Fig. 1 Timing of NPI implementations in early 2020.

Crossed-out icons signify when an NPI was lifted. Detailed definitions of the NPIs are given in Table 1.

Even with diverse data from many countries, estimating NPI effects remains a challenging task. To begin with, models are based on uncertain epidemiological parameters; our NPI effectiveness study incorporates some of this uncertainty directly into the model. Furthermore, the data are retrospective and observational, meaning that unobserved factors could confound the results. Also, NPI effectiveness estimates can be highly sensitive to arbitrary modeling decisions, as shown by two recent replication studies (9, 10). And finally, large-scale public NPI datasets suffer from frequent inconsistencies (11) and missing data (12). Hence, the data and the model must be carefully validated if they are to be used to guide policy decisions. We have collected a large public dataset on NPI implementation dates that has been validated by independent double entry, and we have extensively validated our effectiveness estimates.
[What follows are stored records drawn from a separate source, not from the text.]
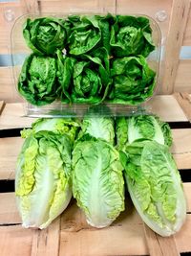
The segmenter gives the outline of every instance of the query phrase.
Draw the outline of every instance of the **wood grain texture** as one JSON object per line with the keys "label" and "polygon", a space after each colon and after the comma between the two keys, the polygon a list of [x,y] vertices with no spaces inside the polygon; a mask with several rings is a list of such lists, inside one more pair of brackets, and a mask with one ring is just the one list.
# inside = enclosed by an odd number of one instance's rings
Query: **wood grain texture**
{"label": "wood grain texture", "polygon": [[30,256],[33,232],[21,225],[0,226],[1,256]]}
{"label": "wood grain texture", "polygon": [[[12,19],[6,19],[6,13],[12,13]],[[0,3],[0,54],[11,53],[11,31],[16,18],[26,13],[26,6],[20,4],[20,1],[10,3]]]}
{"label": "wood grain texture", "polygon": [[189,0],[173,0],[169,31],[165,43],[162,94],[171,94],[174,91],[180,50],[183,40],[189,8]]}
{"label": "wood grain texture", "polygon": [[31,256],[57,256],[59,252],[60,217],[48,228],[34,230]]}
{"label": "wood grain texture", "polygon": [[161,238],[153,232],[146,224],[144,226],[147,246],[150,256],[179,256],[174,236]]}
{"label": "wood grain texture", "polygon": [[4,101],[0,101],[0,115],[4,109],[4,106],[5,106],[5,102]]}
{"label": "wood grain texture", "polygon": [[186,29],[183,36],[182,45],[191,45],[191,9],[189,10],[188,20],[186,24]]}
{"label": "wood grain texture", "polygon": [[166,20],[163,22],[159,22],[162,36],[165,38],[169,28],[171,6],[172,0],[152,2],[150,0],[144,0],[144,4],[142,4],[141,0],[117,0],[117,12],[121,14],[145,14],[158,22],[156,19],[156,14],[159,11],[165,11],[167,14]]}
{"label": "wood grain texture", "polygon": [[6,103],[22,102],[16,91],[11,67],[0,67],[0,100]]}
{"label": "wood grain texture", "polygon": [[174,93],[187,119],[191,122],[191,96],[187,92]]}
{"label": "wood grain texture", "polygon": [[180,60],[175,80],[175,89],[174,89],[175,92],[191,93],[190,70],[191,70],[191,59]]}

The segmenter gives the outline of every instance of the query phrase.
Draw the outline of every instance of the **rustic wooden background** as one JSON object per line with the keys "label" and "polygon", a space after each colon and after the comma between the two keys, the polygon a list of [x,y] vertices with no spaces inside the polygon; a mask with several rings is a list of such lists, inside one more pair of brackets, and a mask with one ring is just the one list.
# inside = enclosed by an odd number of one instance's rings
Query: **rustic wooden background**
{"label": "rustic wooden background", "polygon": [[[70,13],[74,10],[144,13],[155,18],[162,33],[163,47],[162,76],[158,93],[191,93],[191,58],[180,59],[182,47],[187,47],[188,51],[191,49],[190,0],[12,0],[9,3],[5,0],[0,2],[0,55],[11,53],[11,27],[20,15],[29,12]],[[164,15],[159,17],[159,12]],[[10,66],[0,67],[0,100],[7,103],[21,101]]]}

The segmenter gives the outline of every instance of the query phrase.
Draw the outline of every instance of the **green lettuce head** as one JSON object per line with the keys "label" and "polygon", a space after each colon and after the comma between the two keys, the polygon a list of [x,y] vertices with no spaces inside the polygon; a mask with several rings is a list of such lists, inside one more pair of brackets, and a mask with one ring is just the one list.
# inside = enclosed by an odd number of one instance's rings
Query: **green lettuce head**
{"label": "green lettuce head", "polygon": [[92,51],[101,39],[101,31],[96,16],[69,16],[71,35],[69,53],[80,56]]}
{"label": "green lettuce head", "polygon": [[156,86],[156,72],[142,56],[124,57],[113,61],[113,78],[110,102],[138,105],[153,95]]}
{"label": "green lettuce head", "polygon": [[69,34],[68,23],[55,17],[27,19],[23,35],[28,46],[36,54],[54,55],[63,50]]}
{"label": "green lettuce head", "polygon": [[166,237],[178,232],[186,217],[182,183],[167,146],[134,142],[120,152],[133,203],[143,221]]}
{"label": "green lettuce head", "polygon": [[17,159],[15,195],[24,227],[46,228],[72,198],[71,140],[39,131],[25,139]]}
{"label": "green lettuce head", "polygon": [[56,60],[32,54],[22,66],[18,91],[29,103],[44,105],[56,99]]}
{"label": "green lettuce head", "polygon": [[108,226],[124,210],[122,166],[111,144],[88,135],[76,143],[73,194],[92,226]]}
{"label": "green lettuce head", "polygon": [[115,57],[142,55],[147,57],[154,49],[152,30],[146,17],[117,15],[111,29],[112,53]]}
{"label": "green lettuce head", "polygon": [[[94,57],[85,55],[84,59],[58,56],[58,81],[63,102],[76,104],[99,104],[111,84],[109,60],[104,48],[95,51]],[[102,56],[100,56],[102,54]]]}
{"label": "green lettuce head", "polygon": [[135,115],[117,119],[117,146],[122,149],[135,141],[155,140],[159,144],[172,145],[172,133],[167,123],[154,115]]}

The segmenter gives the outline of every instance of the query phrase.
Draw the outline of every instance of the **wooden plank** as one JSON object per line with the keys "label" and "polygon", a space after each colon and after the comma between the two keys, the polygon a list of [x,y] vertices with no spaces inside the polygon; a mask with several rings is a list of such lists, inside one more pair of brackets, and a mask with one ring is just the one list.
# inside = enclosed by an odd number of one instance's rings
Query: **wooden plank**
{"label": "wooden plank", "polygon": [[191,169],[191,129],[172,129],[171,151],[179,169]]}
{"label": "wooden plank", "polygon": [[144,224],[145,236],[150,256],[179,256],[174,236],[162,238],[153,232],[146,224]]}
{"label": "wooden plank", "polygon": [[162,93],[174,91],[180,50],[190,8],[189,0],[173,0],[169,31],[166,37]]}
{"label": "wooden plank", "polygon": [[23,144],[22,138],[0,139],[0,179],[14,179],[16,159]]}
{"label": "wooden plank", "polygon": [[[190,251],[189,243],[191,216],[187,215],[184,227],[178,235],[176,244],[180,252]],[[137,219],[138,218],[138,219]],[[143,224],[134,208],[128,204],[117,220],[109,227],[96,229],[89,226],[83,214],[73,204],[62,215],[61,219],[60,255],[148,255]],[[181,244],[182,240],[187,243]],[[168,239],[167,239],[168,240]],[[128,243],[127,243],[128,241]],[[163,239],[160,244],[165,244]],[[135,246],[136,244],[136,246]],[[170,243],[170,245],[172,243]],[[163,248],[164,249],[164,248]],[[173,255],[173,254],[163,254]],[[175,254],[174,254],[175,255]]]}
{"label": "wooden plank", "polygon": [[1,256],[30,256],[33,238],[32,229],[21,225],[0,226]]}
{"label": "wooden plank", "polygon": [[[10,54],[11,28],[15,19],[25,12],[26,7],[22,6],[19,1],[0,4],[0,54]],[[6,19],[6,14],[8,19]],[[9,15],[12,15],[12,18]]]}
{"label": "wooden plank", "polygon": [[117,12],[120,14],[145,14],[158,21],[156,19],[157,13],[159,11],[164,10],[166,12],[166,19],[162,22],[159,22],[159,25],[162,36],[166,37],[169,27],[171,5],[172,0],[161,0],[159,2],[144,0],[144,5],[142,5],[141,0],[117,0]]}
{"label": "wooden plank", "polygon": [[175,80],[175,92],[191,93],[190,69],[191,69],[191,59],[180,60]]}
{"label": "wooden plank", "polygon": [[0,193],[0,225],[22,222],[14,193]]}
{"label": "wooden plank", "polygon": [[7,104],[0,116],[0,129],[29,128],[34,120],[25,116],[24,104]]}
{"label": "wooden plank", "polygon": [[0,99],[6,103],[22,102],[13,83],[10,67],[0,67]]}
{"label": "wooden plank", "polygon": [[191,9],[189,10],[188,20],[186,24],[186,29],[183,36],[182,45],[191,45]]}
{"label": "wooden plank", "polygon": [[191,96],[187,92],[174,93],[187,119],[191,122]]}
{"label": "wooden plank", "polygon": [[56,256],[59,251],[60,217],[56,218],[48,228],[35,230],[31,256]]}
{"label": "wooden plank", "polygon": [[4,106],[5,106],[5,102],[4,101],[0,101],[0,115],[1,115],[1,112],[3,111],[3,109],[4,109]]}
{"label": "wooden plank", "polygon": [[58,255],[59,218],[47,229],[26,229],[21,225],[0,226],[1,256]]}
{"label": "wooden plank", "polygon": [[159,115],[163,121],[187,121],[185,114],[172,95],[153,97],[146,105],[148,111]]}
{"label": "wooden plank", "polygon": [[178,250],[180,252],[191,252],[191,215],[186,216],[186,221],[181,229],[175,235]]}

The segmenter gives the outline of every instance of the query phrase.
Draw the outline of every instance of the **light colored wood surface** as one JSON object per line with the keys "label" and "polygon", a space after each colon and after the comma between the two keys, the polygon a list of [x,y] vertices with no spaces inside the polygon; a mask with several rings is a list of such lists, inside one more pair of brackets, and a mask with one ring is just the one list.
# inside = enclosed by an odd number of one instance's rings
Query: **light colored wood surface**
{"label": "light colored wood surface", "polygon": [[180,50],[188,19],[190,1],[173,0],[169,30],[165,43],[162,94],[174,91]]}
{"label": "light colored wood surface", "polygon": [[187,119],[191,121],[191,96],[186,92],[175,93],[174,97],[178,101]]}
{"label": "light colored wood surface", "polygon": [[150,256],[179,256],[174,236],[161,238],[143,224]]}
{"label": "light colored wood surface", "polygon": [[[191,25],[191,24],[190,24]],[[191,45],[191,42],[190,42]],[[175,80],[175,92],[191,93],[191,59],[181,59],[179,62]]]}

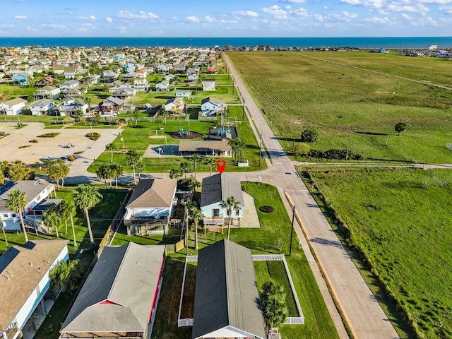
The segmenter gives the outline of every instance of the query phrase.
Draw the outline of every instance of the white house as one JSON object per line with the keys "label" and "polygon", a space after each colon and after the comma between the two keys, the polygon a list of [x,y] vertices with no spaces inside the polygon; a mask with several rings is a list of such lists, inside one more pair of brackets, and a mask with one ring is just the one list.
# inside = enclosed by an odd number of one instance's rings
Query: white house
{"label": "white house", "polygon": [[185,109],[185,101],[179,97],[173,97],[165,104],[165,109],[167,112],[180,113]]}
{"label": "white house", "polygon": [[85,117],[90,115],[88,104],[80,97],[65,97],[63,99],[63,104],[58,107],[58,110],[63,117],[73,116],[78,110],[82,111]]}
{"label": "white house", "polygon": [[221,99],[209,97],[203,99],[201,102],[201,110],[203,115],[215,116],[223,113],[226,108],[226,102]]}
{"label": "white house", "polygon": [[215,90],[215,79],[203,79],[203,90]]}
{"label": "white house", "polygon": [[135,78],[133,88],[138,92],[145,92],[149,89],[149,84],[145,78]]}
{"label": "white house", "polygon": [[63,338],[150,338],[165,245],[107,246],[60,330]]}
{"label": "white house", "polygon": [[31,115],[47,115],[53,112],[55,103],[47,99],[41,99],[30,104]]}
{"label": "white house", "polygon": [[61,90],[57,87],[45,85],[38,88],[35,93],[35,97],[42,99],[58,99]]}
{"label": "white house", "polygon": [[155,85],[155,90],[160,91],[160,92],[164,92],[165,90],[168,90],[169,88],[170,88],[170,83],[166,80],[164,80],[163,81],[160,81],[157,85]]}
{"label": "white house", "polygon": [[38,180],[18,180],[17,182],[6,182],[0,187],[0,222],[8,231],[20,230],[20,218],[14,210],[6,207],[6,201],[11,191],[19,190],[25,194],[27,205],[24,208],[23,215],[32,218],[32,208],[43,201],[55,190],[53,184],[42,184]]}
{"label": "white house", "polygon": [[226,201],[230,196],[239,203],[232,211],[232,218],[243,218],[244,199],[238,179],[223,173],[203,179],[199,207],[204,216],[204,225],[221,225],[227,222],[227,209],[220,205],[222,201]]}
{"label": "white house", "polygon": [[0,104],[0,110],[4,114],[17,115],[22,113],[22,109],[25,107],[26,102],[27,100],[21,97],[11,99]]}
{"label": "white house", "polygon": [[[35,311],[49,312],[44,301],[49,273],[69,258],[68,240],[33,240],[13,246],[0,256],[0,337],[21,338]],[[31,326],[31,324],[30,325]]]}
{"label": "white house", "polygon": [[175,179],[140,180],[126,206],[128,234],[165,232],[176,204],[177,184]]}

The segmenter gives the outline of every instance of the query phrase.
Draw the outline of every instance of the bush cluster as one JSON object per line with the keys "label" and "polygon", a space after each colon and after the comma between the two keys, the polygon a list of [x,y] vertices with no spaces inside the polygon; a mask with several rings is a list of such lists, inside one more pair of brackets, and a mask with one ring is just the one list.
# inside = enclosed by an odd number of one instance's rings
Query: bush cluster
{"label": "bush cluster", "polygon": [[351,160],[362,160],[363,157],[359,153],[355,153],[350,150],[328,150],[325,152],[321,150],[311,150],[307,154],[309,157],[316,157],[320,159],[331,159],[335,160],[343,160],[347,159],[348,155],[348,159]]}

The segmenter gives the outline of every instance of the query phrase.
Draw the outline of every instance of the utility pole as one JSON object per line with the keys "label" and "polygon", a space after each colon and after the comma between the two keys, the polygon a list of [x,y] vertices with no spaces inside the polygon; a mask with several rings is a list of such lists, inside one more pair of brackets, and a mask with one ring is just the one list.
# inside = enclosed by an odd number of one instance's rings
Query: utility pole
{"label": "utility pole", "polygon": [[292,230],[290,231],[290,246],[289,247],[289,256],[292,254],[292,239],[294,237],[294,222],[295,221],[295,205],[292,210]]}

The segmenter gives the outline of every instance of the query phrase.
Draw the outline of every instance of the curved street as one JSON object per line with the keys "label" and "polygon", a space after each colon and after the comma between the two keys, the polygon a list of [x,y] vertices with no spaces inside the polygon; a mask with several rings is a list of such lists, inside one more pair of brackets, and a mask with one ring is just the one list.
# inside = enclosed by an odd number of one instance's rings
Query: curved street
{"label": "curved street", "polygon": [[[399,338],[320,208],[297,174],[292,161],[263,118],[234,65],[226,54],[223,54],[223,57],[246,103],[249,118],[258,126],[258,132],[261,133],[262,141],[272,160],[273,165],[263,171],[258,179],[280,187],[295,204],[303,233],[352,335],[357,338]],[[253,179],[254,181],[255,175],[254,173],[244,173],[241,179],[244,176],[245,179]],[[301,235],[299,232],[297,234]],[[328,300],[326,302],[328,304]],[[331,310],[329,307],[328,309]],[[332,316],[340,336],[345,338],[335,314]]]}

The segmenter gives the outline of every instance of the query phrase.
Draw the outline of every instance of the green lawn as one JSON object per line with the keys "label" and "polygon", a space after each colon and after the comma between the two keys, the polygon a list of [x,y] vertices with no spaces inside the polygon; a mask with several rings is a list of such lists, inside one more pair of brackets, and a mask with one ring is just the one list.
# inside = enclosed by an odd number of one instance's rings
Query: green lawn
{"label": "green lawn", "polygon": [[[258,215],[261,227],[259,229],[235,229],[231,230],[231,241],[251,249],[254,254],[288,254],[291,221],[289,218],[279,194],[275,187],[260,183],[242,183],[245,191],[250,194],[255,199],[256,208],[263,205],[271,206],[274,210],[271,213],[264,213],[258,210]],[[227,230],[224,234],[208,232],[204,235],[201,231],[198,234],[200,248],[213,244],[225,237]],[[282,249],[278,250],[278,242],[282,244]],[[119,244],[120,243],[118,243]],[[190,231],[189,241],[189,254],[196,254],[194,247],[194,234]],[[184,253],[182,251],[181,253]],[[184,270],[184,256],[182,254],[171,254],[167,258],[164,270],[164,282],[162,295],[159,301],[156,323],[153,332],[153,337],[157,338],[189,338],[191,329],[177,329],[175,326],[177,319],[177,309],[180,295],[179,283],[182,283]],[[282,338],[338,338],[333,321],[328,312],[316,280],[312,275],[309,265],[299,248],[297,240],[292,246],[292,256],[286,257],[290,269],[297,293],[306,319],[304,325],[280,327]],[[284,268],[278,263],[266,262],[255,263],[258,283],[261,285],[269,277],[277,278],[278,281],[285,287],[287,298],[292,297],[290,289],[287,287]],[[282,270],[281,270],[281,268]],[[184,314],[190,314],[192,289],[186,290],[187,295],[184,296],[184,304],[186,307],[183,310]],[[293,299],[289,302],[290,315],[297,314]]]}
{"label": "green lawn", "polygon": [[[398,321],[402,338],[412,338],[411,331],[418,338],[452,337],[452,213],[446,203],[452,173],[406,169],[309,173],[343,222],[345,242],[359,251],[369,266],[364,268],[383,286],[379,291],[371,282],[371,288],[387,299],[390,312],[398,309],[404,315]],[[371,280],[371,275],[364,275]]]}
{"label": "green lawn", "polygon": [[[434,79],[444,83],[450,63],[345,52],[228,56],[287,150],[294,139],[302,143],[304,129],[312,129],[319,133],[319,141],[309,144],[315,150],[348,148],[367,159],[451,162],[446,147],[452,128],[450,91],[350,67],[378,66],[381,72],[421,79],[421,74],[439,73]],[[406,69],[395,66],[403,62]],[[415,71],[418,67],[422,71]],[[408,126],[400,137],[394,131],[399,121]]]}

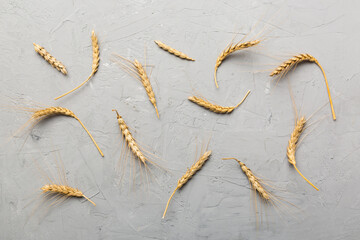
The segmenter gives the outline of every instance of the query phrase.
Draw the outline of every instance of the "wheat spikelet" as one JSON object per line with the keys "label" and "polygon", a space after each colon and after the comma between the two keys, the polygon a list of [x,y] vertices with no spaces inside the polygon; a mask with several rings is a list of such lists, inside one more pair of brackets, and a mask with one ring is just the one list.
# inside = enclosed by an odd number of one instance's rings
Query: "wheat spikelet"
{"label": "wheat spikelet", "polygon": [[155,108],[157,117],[160,118],[159,111],[156,106],[155,94],[154,94],[149,77],[147,76],[144,67],[136,59],[132,62],[120,55],[116,55],[116,56],[123,60],[123,62],[117,62],[117,63],[120,64],[131,76],[133,76],[141,81],[151,104]]}
{"label": "wheat spikelet", "polygon": [[170,204],[170,201],[172,199],[172,197],[174,196],[175,192],[182,188],[182,186],[184,186],[194,175],[197,171],[199,171],[202,166],[204,165],[204,163],[209,159],[211,155],[211,151],[206,151],[200,158],[199,160],[194,163],[191,168],[189,168],[186,173],[178,180],[178,184],[174,190],[174,192],[171,194],[167,204],[166,204],[166,208],[165,208],[165,211],[164,211],[164,214],[163,214],[163,217],[162,218],[165,218],[165,215],[166,215],[166,212],[167,212],[167,209],[169,207],[169,204]]}
{"label": "wheat spikelet", "polygon": [[319,191],[319,189],[315,187],[314,184],[312,184],[304,175],[302,175],[302,173],[296,167],[296,160],[295,160],[296,147],[299,138],[302,132],[304,131],[305,124],[306,124],[305,117],[301,117],[299,120],[296,121],[294,131],[291,133],[289,145],[286,149],[286,155],[288,157],[289,163],[294,166],[295,170],[300,174],[300,176],[302,176],[305,179],[305,181],[307,181],[312,187],[314,187],[317,191]]}
{"label": "wheat spikelet", "polygon": [[190,60],[190,61],[195,61],[195,59],[189,57],[188,55],[186,55],[185,53],[182,53],[160,41],[154,41],[160,48],[164,49],[165,51],[168,51],[171,54],[174,54],[175,56],[182,58],[182,59],[186,59],[186,60]]}
{"label": "wheat spikelet", "polygon": [[104,154],[100,150],[99,146],[95,142],[95,139],[92,137],[92,135],[87,130],[85,125],[80,121],[80,119],[71,110],[69,110],[67,108],[63,108],[63,107],[49,107],[49,108],[44,108],[44,109],[40,109],[40,110],[35,110],[33,112],[34,113],[31,116],[29,121],[35,120],[36,123],[38,123],[39,121],[41,121],[44,118],[52,117],[52,116],[56,116],[56,115],[63,115],[63,116],[69,116],[69,117],[75,118],[80,123],[80,125],[84,128],[86,133],[89,135],[89,137],[91,138],[91,140],[95,144],[97,150],[99,151],[100,155],[102,157],[104,156]]}
{"label": "wheat spikelet", "polygon": [[68,198],[68,197],[78,197],[78,198],[83,197],[86,200],[88,200],[89,202],[91,202],[94,206],[96,206],[96,204],[93,201],[91,201],[88,197],[86,197],[79,189],[69,187],[67,185],[46,184],[41,188],[41,190],[43,191],[43,193],[62,195],[66,198]]}
{"label": "wheat spikelet", "polygon": [[250,94],[250,90],[245,94],[245,97],[241,100],[241,102],[239,102],[236,106],[234,107],[223,107],[220,105],[216,105],[213,103],[210,103],[209,101],[202,99],[200,97],[196,97],[196,96],[191,96],[188,99],[193,102],[196,103],[197,105],[206,108],[214,113],[221,113],[221,114],[226,114],[226,113],[231,113],[232,111],[234,111],[237,107],[239,107],[247,98],[247,96]]}
{"label": "wheat spikelet", "polygon": [[59,98],[62,98],[66,95],[68,95],[69,93],[72,93],[73,91],[79,89],[81,86],[83,86],[85,83],[87,83],[90,78],[92,76],[94,76],[94,74],[97,72],[98,68],[99,68],[99,62],[100,62],[100,52],[99,52],[99,43],[98,43],[98,39],[97,36],[95,35],[94,30],[91,32],[91,45],[92,45],[92,51],[93,51],[93,63],[92,63],[92,71],[90,76],[83,82],[81,83],[79,86],[77,86],[76,88],[70,90],[67,93],[64,93],[63,95],[55,98],[55,100],[58,100]]}
{"label": "wheat spikelet", "polygon": [[146,165],[148,162],[148,159],[141,152],[139,145],[137,144],[137,142],[135,141],[131,132],[129,131],[129,128],[126,125],[124,119],[120,116],[118,111],[116,111],[115,109],[113,109],[113,111],[116,112],[116,119],[118,120],[118,124],[119,124],[120,130],[121,130],[121,133],[122,133],[123,137],[125,138],[125,141],[126,141],[127,145],[129,146],[130,150],[144,165]]}
{"label": "wheat spikelet", "polygon": [[334,106],[333,106],[333,102],[332,102],[332,98],[331,98],[331,94],[330,94],[329,83],[328,83],[328,80],[327,80],[327,77],[326,77],[323,67],[320,65],[319,61],[315,57],[313,57],[307,53],[296,55],[296,56],[290,58],[289,60],[283,62],[279,67],[275,68],[270,73],[270,76],[272,77],[272,76],[280,75],[280,77],[282,77],[282,76],[286,75],[286,73],[288,71],[290,71],[294,66],[296,66],[297,64],[304,62],[304,61],[314,62],[321,69],[321,71],[324,75],[326,90],[327,90],[327,93],[329,96],[329,103],[330,103],[330,107],[331,107],[332,117],[333,117],[333,120],[335,121],[336,115],[335,115],[335,110],[334,110]]}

This validation of data and model is a crucial but often absent or incomplete element of COVID-19 NPI effectiveness studies (10).

Our results provide insight on the amount of COVID-19 transmission associated with various areas and activities of public life, such as gatherings of different sizes. Therefore, they may inform the packages of interventions that countries implement to control transmission in current and future waves of infections. However, we need to be careful when interpreting this study’s results. We only analyzed the effect NPIs had between January and the end of May 2020, and NPI effectiveness may change over time as circumstances change. Lifting an NPI does not imply that transmission will return to its original level, and our window of analysis does not include relaxation of NPIs. These and other limitations are detailed in the Discussion section.

Cross-country NPI effectiveness modeling

We analyzed the effects of seven commonly used NPIs between 22 January and 30 May 2020. All NPIs aimed to reduce the number of contacts within the population (Table 1). If a country lifted an NPI before 30 May, the window of analysis for that country terminates on the day of the lifting (see Materials and methods). To ensure high data quality, all NPI data were independently entered by two of the authors (independent double entry) using primary sources and then manually compared with several public datasets. Data on confirmed COVID-19 cases and deaths were taken from the Johns Hopkins Center for Systems Science and Engineering (CSSE) COVID-19 Dataset (13). The data used in this study, including sources, are available online (14).

Table 1

NPIs included in the study.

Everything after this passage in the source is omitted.